The government confiscated $41,000 on the jetway from a 59 year old nurse departing Houston back in October. She was never charged with a crime.
The woman, a US citizen living in the Houston suburb of Katy, had taken her savings with her to start a medical clinic in Nigeria. She was bringing medical equipemnt and supplies on the flight along with the cash. Customs and Border Protection stopped her during boarding.
“The officer started asking me questions: How much money do you have? How long have you been in the United States?” she remembered. “I felt like a criminal that had just run the red light.”
Nwaorie said she was detained for hours. She missed her flight to Nigeria and the customs officers seized all her money.
She knew she had to declare when she was bringing more than $10,000 cash into the country. But she didn’t know — and most people don’t know — that you have to declare when taking more than $10,000 cash out of the country.
It’s not illegal to carry more than $10,000 cash out of the country. However you have to file FinCEN Form 105 with the Customs and Border Protection office at the airport on your way out of the country. And by the way the $10,000 threshold applies to parties traveling together, so two people carrying over $5000 cash each would still have to file.
If the government wants to keep the money they file a civil suit against the money rather than the person (since money doesn’t have rights).
If someone does decide to fight..CBP has to ask federal prosecutors to initiate civil forfeiture proceedings against the property — which results in comical court case names like “United States vs. Ten Thousand Seven Hundred Dollars” or “United States vs. 2005 Cadillac Escalade.”

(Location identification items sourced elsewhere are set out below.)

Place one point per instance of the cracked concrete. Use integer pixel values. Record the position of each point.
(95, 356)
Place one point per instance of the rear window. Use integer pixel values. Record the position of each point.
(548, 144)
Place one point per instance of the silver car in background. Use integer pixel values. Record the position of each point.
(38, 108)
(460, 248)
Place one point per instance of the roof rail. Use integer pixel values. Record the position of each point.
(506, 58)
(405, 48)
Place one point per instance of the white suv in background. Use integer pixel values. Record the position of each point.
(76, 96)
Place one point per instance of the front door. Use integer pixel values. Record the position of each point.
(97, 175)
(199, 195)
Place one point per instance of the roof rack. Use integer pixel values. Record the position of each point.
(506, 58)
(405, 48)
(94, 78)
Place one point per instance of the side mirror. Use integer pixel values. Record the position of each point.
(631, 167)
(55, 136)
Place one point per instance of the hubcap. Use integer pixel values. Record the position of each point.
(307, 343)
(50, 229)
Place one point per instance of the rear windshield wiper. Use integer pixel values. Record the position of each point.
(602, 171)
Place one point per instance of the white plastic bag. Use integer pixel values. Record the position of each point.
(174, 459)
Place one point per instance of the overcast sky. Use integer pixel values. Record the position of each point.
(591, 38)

The government not only hasn’t charged this woman with a crime, they haven’t sought a court order to seize her property. But they won’t return the cash unless she signs away her rights promising not to sue and let the government keep some of the money to cover their “costs incurred.”

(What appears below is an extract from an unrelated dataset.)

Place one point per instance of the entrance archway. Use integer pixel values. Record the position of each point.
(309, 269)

Customs and Border Protection “conducted at least 125,583 seizures across the country in 2016” including 278 at Houston’s international airport. Dan Alban at the Institute for Justice, whom I’ve known since the late 90s, has filed a class action suit demanding the government return this woman’s money and seeking to void agreements people were forced to sign absolving the government of wrongdoing as a condition of returning their money.
“We’re representing hundreds or thousands of people all over the country who have had this sort of thing happen to them,” said Dan Alban, one of the attorneys litigating the case. “They were entitled to get their property back … and instead, CBP sent them this letter demanding that they waive all rights to sue and hold [the government] harmless, and if they violate the agreement, pay all the attorney’s fees. And that’s just egregious.”
Two years ago I wrote about a man who had his life savings confiscated because his luggage smelled of pot. It was one of over 90 such seizures in a year at the Cincinnati airport alone. I became an expert witness in the case but it didn’t go to trial, the government backed off and returned the man’s money.
Around the same time I covered a man who had $44,000 seized at New York JFK even though he was never charged with a crime. He couldn’t get his money back because it took him 90 days to get assistance jumping through all of the required hoops to file a petition for the funds to be returned — and the government only gives you 35 days to file in federal court.